Scotty, beam me the new Cannes title!

A few years ago, Canadian multiplexes started showing operas beamed live from the Met. I have no idea what the attendance figures are like for these opera screenings but I have seen people easily plunk down more than $40 for two tickets. I have often thought if they can do this for opera, then why not for film festival flicks? Why can't we have the Cannes Film festival beam its screenings to movie theaters around the world allowing thousands of film fans to enjoy the feature film screenings?

Beaming films -- Technical aspect

I remember seeing an article last year about Hollywood wanting to beam films to cinemas directly. I can't remember the exact article I read, but I found this one. Also, I heard the same noise in Bollywood as well about beaming films to theaters around India.

When I first heard that, I thought that would be great. But then could this idea not be taken one step further and people could actually watch beamed movies directly at home, sort of like the satellite model? It seems that even this idea exists.
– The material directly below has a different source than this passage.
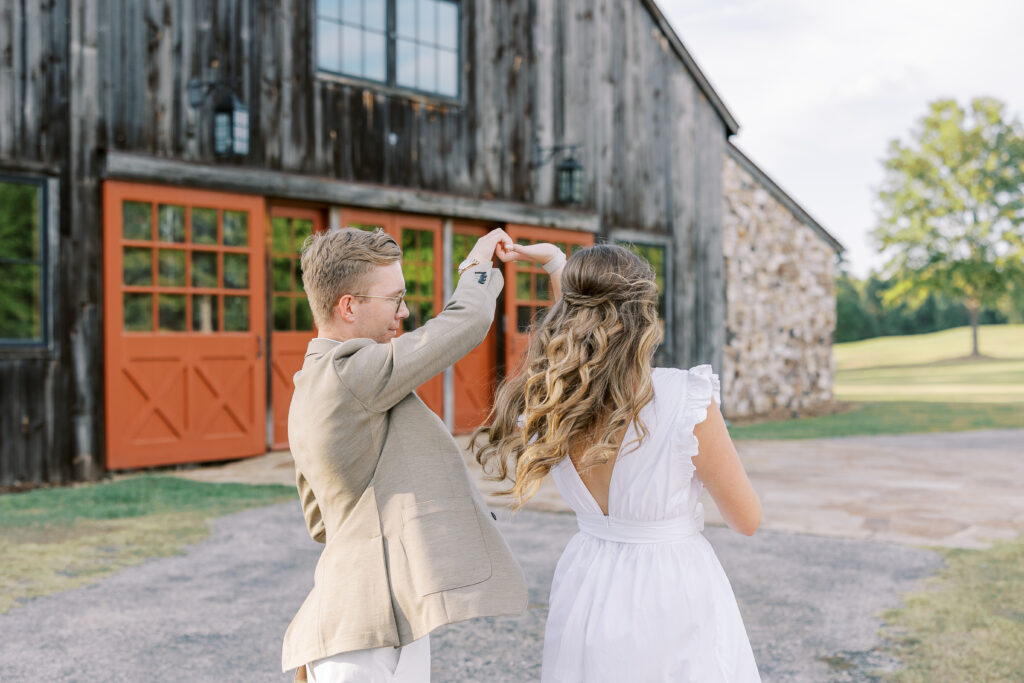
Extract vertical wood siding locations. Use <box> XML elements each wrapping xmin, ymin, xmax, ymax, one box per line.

While both the above methods would improve the delivery methods of movies, I still think the content of the films shown would still be a problem because these methods would still be geared towards Hollywood films. I think back to May 2007 as an issue. Most multiplexes across Canada were only showing three films -- Spider Man 3, Pirates 3 & Shrek 3. I am pretty sure almost all the shows were sold out. Such a beamed delivery method might ensure that more screenings of Spider Man 3 could be booked as opposed to Pirates.. because there might be more demand of good old Spidey in a certain location. But what about those Cannes titles that demand to be seen? Would they get beamed up? Probably not.

Beam me something I want

A lot of has been debated in print over the last year about the relevance of film critics. But for me, the question of film distribution is far more important -- how can we distribute better film content to markets around the world in a faster manner? As it stands, after films premier at Cannes, a select number end up making the rounds around film festivals for more than a year. And maybe after 15 months or so, an even smaller selection of titles open in North America, with a DVD release taking anywhere from 18 - 24 months. This filtering process does not ensure that every single Cannes Competition title would ever get distribution.

Who do I trust more? A Cannes film programmer or a North American distributor?

Easy answer. The Cannes Film Programmer. Now that does not mean that I agree with every single selection choice that the Cannes film programmers make. But in a way, I am glad that they have worked hard to select a few titles to showcase. Still I rather see all the Cannes competition films and be able to judge their merit for myself.

And I do believe that if more international films are easily available around North America, the value of critics would go up. Critics would not have to waste time debating why people must not go see the new popcorn flick and could spend more time talking about that relevant title from [insert country of choice] that is also playing at the local multiplex.

Open the taps, please!!

As much as I want Cannes film titles to be beamed up, I don't think the film industry would ever allow it. Too much has been invested in the current distribution model, a model which I don't think works as well as it should. Sure, more and more foreign films are washing up on the shores of North America but they are still going through a small filter. But why we can't we fully open the taps and allow North American markets to be flooded freely with international films?

But will it make money?

I can already see the first argument against opening up the cinematic taps. Since film production and distribution is a serious business, driven by profit margins, will those beamed up Cannes title make money? I do not know. But are there more people willing to spend $20 to watch an opera in a theater than wanting to spend $10 on an international film? Once again, I don't have numbers to prove any one side but I like to think that international films would hold their own.